The Secretary of State fixed the time and date of an inquiry into the appeals. The council applied by way of judicial review for an order prohibiting the Secretary of State from holding a public inquiry, on the ground that he had no jurisdiction to hear the appeals as the council had decided that the applications on which they were based were invalid, and it was the sole arbiter as to whether sufficient detail had been included with the applications.
Meyric Lewis (Sharpe Pritchard) for the council; Alice Robinson (Treasury Solicitor) for the Secretary of State.
Lord Justice Pill said that in the light of Geall v Secretary of State for the Environment, Transport and Regions (unreported, 11 December 1998), and upon a purposive construction of the statutes and a consideration of the statutory scheme as a whole, a right of appeal under section 78 of the Town and Country Planning Act 1990 and section 20 of the Planning (Listed Buildings and Conservation Areas) Act 1990 arose even when the local planning authority had formed the view that the application which was the subject of the appeal was invalid.

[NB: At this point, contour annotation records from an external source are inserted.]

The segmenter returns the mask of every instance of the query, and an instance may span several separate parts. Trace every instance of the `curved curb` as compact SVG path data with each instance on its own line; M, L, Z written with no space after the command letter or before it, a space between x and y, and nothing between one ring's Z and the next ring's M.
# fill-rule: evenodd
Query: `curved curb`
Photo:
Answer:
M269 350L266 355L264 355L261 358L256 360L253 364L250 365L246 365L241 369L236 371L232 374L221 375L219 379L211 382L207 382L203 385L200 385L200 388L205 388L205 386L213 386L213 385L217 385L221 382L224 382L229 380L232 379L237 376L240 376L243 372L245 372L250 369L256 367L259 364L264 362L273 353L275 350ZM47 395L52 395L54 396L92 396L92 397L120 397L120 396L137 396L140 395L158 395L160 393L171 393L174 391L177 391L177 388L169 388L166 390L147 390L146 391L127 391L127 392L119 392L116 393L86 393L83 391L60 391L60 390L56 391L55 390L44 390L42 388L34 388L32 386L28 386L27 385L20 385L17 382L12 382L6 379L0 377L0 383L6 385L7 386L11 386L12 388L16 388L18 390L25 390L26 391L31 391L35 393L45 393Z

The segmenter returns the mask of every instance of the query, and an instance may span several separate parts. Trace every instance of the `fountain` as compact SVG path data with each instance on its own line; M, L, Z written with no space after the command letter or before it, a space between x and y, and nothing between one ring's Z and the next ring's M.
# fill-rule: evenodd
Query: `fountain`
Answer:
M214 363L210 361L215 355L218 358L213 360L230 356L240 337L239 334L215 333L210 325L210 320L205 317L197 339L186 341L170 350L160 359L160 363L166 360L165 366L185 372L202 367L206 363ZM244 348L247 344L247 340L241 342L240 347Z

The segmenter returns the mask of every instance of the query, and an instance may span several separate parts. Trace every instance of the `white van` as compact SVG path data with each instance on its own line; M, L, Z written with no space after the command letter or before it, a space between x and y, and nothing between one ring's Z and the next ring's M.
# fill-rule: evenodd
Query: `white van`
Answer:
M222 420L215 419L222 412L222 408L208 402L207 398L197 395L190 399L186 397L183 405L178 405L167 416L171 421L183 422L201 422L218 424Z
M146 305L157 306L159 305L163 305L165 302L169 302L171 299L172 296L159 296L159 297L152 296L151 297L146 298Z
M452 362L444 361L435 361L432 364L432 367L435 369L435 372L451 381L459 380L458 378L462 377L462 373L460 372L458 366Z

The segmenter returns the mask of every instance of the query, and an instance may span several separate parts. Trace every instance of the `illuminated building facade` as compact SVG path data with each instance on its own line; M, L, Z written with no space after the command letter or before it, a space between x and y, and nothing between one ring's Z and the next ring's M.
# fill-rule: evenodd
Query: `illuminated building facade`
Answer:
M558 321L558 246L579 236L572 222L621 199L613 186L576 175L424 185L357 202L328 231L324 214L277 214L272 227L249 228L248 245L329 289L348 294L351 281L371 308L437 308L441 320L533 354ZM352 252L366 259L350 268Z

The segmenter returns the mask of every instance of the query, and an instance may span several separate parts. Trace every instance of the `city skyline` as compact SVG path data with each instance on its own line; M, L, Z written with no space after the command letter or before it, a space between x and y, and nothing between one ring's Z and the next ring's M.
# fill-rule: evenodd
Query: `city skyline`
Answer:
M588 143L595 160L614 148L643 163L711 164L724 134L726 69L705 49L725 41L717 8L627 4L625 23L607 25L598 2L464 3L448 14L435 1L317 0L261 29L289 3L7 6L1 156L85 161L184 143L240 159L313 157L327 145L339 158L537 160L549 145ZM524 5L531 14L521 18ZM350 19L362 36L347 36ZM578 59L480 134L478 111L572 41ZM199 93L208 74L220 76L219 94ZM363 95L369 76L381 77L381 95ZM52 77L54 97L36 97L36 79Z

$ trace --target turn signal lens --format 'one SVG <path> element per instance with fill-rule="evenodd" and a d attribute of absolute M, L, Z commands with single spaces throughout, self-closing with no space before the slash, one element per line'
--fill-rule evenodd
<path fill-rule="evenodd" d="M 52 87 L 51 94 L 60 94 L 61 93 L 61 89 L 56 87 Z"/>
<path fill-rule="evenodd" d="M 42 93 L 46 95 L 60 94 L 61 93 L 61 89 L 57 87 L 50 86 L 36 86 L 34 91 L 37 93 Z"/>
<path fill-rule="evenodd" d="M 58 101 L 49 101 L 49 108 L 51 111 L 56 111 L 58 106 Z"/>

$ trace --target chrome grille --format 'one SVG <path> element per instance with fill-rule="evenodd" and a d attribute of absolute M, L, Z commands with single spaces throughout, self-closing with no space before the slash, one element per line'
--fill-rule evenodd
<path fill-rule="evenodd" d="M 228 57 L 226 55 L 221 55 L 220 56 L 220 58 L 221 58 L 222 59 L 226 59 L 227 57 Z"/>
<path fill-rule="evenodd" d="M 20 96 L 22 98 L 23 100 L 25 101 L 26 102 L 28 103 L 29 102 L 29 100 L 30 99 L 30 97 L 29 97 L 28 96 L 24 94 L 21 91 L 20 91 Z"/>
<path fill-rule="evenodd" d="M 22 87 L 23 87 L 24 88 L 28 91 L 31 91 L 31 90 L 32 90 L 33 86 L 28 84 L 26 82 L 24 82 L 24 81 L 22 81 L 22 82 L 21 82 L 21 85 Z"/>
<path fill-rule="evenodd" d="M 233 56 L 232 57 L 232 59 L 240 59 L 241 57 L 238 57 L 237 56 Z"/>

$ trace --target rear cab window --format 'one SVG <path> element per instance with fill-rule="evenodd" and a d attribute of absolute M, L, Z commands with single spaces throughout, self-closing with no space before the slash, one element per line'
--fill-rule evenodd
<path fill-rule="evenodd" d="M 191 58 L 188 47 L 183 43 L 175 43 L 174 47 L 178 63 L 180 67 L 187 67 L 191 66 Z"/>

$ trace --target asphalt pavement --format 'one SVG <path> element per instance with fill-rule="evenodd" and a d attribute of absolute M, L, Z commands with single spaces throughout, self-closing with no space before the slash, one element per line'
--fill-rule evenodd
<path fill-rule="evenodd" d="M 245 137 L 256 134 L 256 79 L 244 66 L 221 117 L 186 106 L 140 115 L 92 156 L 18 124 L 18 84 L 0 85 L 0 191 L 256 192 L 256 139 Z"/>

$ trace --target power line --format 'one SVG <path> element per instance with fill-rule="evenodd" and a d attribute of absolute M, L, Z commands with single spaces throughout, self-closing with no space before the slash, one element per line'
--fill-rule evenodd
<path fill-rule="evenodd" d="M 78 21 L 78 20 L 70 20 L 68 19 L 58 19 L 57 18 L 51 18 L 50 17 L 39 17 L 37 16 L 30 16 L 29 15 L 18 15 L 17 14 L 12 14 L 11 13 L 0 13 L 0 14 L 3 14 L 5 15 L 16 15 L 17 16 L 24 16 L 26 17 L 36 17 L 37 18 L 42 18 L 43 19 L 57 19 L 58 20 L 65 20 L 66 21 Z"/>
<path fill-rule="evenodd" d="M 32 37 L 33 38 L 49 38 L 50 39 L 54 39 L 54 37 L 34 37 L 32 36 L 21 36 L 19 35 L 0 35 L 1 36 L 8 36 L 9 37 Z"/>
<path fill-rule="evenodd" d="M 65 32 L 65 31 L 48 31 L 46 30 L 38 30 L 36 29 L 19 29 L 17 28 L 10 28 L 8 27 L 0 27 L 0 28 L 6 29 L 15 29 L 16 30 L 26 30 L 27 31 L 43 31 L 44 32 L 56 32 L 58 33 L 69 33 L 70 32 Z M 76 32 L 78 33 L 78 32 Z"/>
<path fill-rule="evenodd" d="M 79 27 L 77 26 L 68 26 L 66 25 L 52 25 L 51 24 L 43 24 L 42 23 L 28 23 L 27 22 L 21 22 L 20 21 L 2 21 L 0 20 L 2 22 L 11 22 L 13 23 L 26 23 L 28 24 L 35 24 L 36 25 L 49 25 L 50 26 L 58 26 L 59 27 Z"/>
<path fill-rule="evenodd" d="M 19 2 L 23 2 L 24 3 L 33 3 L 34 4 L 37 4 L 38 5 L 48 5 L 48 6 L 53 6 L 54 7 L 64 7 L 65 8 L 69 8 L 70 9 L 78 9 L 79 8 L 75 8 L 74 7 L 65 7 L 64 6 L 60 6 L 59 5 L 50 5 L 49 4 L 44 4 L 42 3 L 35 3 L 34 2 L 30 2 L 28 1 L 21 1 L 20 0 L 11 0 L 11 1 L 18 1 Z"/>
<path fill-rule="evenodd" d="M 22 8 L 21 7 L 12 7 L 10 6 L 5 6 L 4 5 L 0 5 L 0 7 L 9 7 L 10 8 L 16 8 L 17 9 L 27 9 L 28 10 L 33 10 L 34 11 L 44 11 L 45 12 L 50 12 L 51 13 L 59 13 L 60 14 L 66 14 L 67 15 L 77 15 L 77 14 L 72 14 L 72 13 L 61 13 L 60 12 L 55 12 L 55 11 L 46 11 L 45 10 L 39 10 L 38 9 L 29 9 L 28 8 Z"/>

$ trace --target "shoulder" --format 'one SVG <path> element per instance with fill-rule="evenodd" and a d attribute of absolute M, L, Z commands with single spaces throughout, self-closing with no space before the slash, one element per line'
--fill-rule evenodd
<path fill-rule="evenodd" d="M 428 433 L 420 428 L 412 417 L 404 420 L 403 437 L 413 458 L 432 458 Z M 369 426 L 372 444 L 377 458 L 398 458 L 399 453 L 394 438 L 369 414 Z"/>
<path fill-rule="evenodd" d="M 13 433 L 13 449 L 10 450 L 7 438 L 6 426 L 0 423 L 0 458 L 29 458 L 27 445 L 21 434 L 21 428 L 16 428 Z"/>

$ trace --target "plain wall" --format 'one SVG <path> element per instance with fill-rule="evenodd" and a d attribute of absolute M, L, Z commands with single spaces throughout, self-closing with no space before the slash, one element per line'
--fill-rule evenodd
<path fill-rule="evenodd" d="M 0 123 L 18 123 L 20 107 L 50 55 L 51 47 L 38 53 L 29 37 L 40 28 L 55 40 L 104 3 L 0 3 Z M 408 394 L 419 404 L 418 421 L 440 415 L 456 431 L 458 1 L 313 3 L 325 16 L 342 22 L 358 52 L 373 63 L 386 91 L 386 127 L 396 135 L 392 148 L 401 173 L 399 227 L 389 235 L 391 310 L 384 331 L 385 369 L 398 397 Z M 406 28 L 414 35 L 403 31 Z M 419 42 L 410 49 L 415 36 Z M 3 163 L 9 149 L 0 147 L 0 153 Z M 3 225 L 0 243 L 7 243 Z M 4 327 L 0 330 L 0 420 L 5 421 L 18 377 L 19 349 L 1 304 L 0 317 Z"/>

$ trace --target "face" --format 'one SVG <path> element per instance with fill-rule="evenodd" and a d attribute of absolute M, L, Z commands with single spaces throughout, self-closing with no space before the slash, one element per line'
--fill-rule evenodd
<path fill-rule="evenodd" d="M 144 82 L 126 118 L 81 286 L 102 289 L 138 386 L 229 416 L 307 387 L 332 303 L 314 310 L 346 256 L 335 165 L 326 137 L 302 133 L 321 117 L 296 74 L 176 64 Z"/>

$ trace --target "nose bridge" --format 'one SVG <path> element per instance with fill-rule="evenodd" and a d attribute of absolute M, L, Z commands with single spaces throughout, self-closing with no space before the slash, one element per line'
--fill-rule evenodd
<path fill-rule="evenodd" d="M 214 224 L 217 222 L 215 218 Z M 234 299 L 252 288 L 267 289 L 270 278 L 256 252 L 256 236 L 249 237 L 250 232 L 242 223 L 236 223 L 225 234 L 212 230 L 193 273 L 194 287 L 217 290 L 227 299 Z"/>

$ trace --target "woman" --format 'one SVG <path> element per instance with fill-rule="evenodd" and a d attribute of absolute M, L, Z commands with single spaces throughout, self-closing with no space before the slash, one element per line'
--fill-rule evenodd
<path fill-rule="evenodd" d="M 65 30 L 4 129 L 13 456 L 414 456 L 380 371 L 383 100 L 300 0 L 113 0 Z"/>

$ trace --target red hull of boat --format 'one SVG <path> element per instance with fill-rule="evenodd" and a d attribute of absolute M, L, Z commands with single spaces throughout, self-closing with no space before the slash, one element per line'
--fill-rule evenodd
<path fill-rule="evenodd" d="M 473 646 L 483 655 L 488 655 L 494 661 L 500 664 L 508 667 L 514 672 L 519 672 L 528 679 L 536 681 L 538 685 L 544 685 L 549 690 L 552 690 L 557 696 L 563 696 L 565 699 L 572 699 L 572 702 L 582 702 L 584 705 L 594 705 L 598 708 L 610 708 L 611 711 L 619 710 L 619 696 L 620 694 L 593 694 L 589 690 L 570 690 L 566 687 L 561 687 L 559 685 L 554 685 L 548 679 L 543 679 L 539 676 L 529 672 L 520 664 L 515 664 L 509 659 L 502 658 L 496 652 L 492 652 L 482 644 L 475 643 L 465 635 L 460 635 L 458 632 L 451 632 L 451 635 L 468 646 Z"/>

The words "which the local authority considers to be valid" should not be read into section 78 or section 20 to govern the word "application". A determination of invalidity by the local authority did not exclude the right of appeal to the Secretary of State on the question of validity.
The applications in the present case accordingly remained applications for the purpose of triggering the operation of the appeal provisions in the legislation notwithstanding the view of the council that the applications were invalid.